Do you long to connect with wildlife? Maybe the wild critter in you is asking for like-minded companionship. That calling in me has escalated during the political crises that have defined our human zone in the States for the last couple of years.
My daily practice includes a stroll around Bodega Bay Head. It’s chuck full of wildlife. Birds are its most obvious residents and part-time guests. The ubiquitous bunnies and gophers feed many of them. Access to the harbor, bay and Pacific Ocean provides gluts of seafood for those so inclined. Great Blue Heron, Egrets and Ravens and Great Horned Owls are year-round residents, countless others drop in for a season or two annually.
This year, Life has blossomed here. A five-year drought broke last winter. A couple of extra feet of water were bestowed on our life-support system. Apparently, this tripped a baby-making trigger. Our resident raven couple had their first brood in six years. They had three beautiful babies, who have already grown into aerial acrobats. Their mom and dad take them on hunting excursions around the park and village several times a day.
Back in March, before Mom and Dad Raven had their eggs, Momma Raven broke a leg. It dangled crookedly below her belly when she flew. Her flights reflected her distress. They were short, business like, instead of her usual displays of aerial wizardry. Some of her feathers looked discombobulated. Back then, I didn’t know that she was about to brood. It looked like she was about to die. Then, I didn’t see her for about six weeks. I thought it likely that she had succumbed to her injuries.
For the next several weeks, her husband established a routine of what looked like compulsive hunting and flying to their nest among a group of Cypress trees. I now know that he was feeding her while she brooded. Later, he was feeding three chicks too. So much for my hypothesis that he was in the throes of a grief reaction.

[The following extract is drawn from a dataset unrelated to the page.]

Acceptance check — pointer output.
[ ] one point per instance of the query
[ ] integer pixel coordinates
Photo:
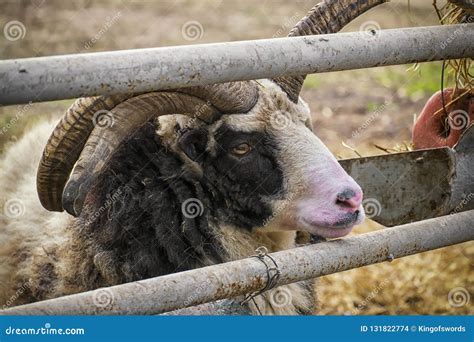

I got my first glimpse of the babies and their mom a few weeks ago. Mom looked seriously haggard, but her flight seemed smoother as did her feathers. She looked like a woman who had just spent a couple of months trapped alone with three toddlers. My heart went out to her. She reciprocated by swooping over me, landing a couple of feet away and doing a little jig. When she had finished, she flew to the perch her husband was on and touched his beak with hers. The gesture was every bit as tender as any kiss I’ve shared.
Since then, I’ve been bringing a bag of peanuts along on my morning walks. Now, their kids usually spot my car and accompany me part of the way between my home and theirs. I don’t have words for how good this feels. The only equivalent high I’ve experienced is having a band of horses race across their pasture to greet me. If there’s a better feeling available on this plane, I haven’t experienced it.
It transcends true love! It beats that moment when you finally understand a concept that you’ve struggled with for years, or perfect a recipe, or reconnect with a long-lost friend. It’s truly the bee’s knees. Why? I think this feels so good because we humans need it so much.
We’ve designed our world to minimize contact with real life based on our fears. In so doing, we’ve lost far more than we’ve gained. In this moment of geo-political crises, what we humans need most is to reconnect with real Life. I offer you a bit of mine in the hope that it’ll inspire you to share a bit of yours.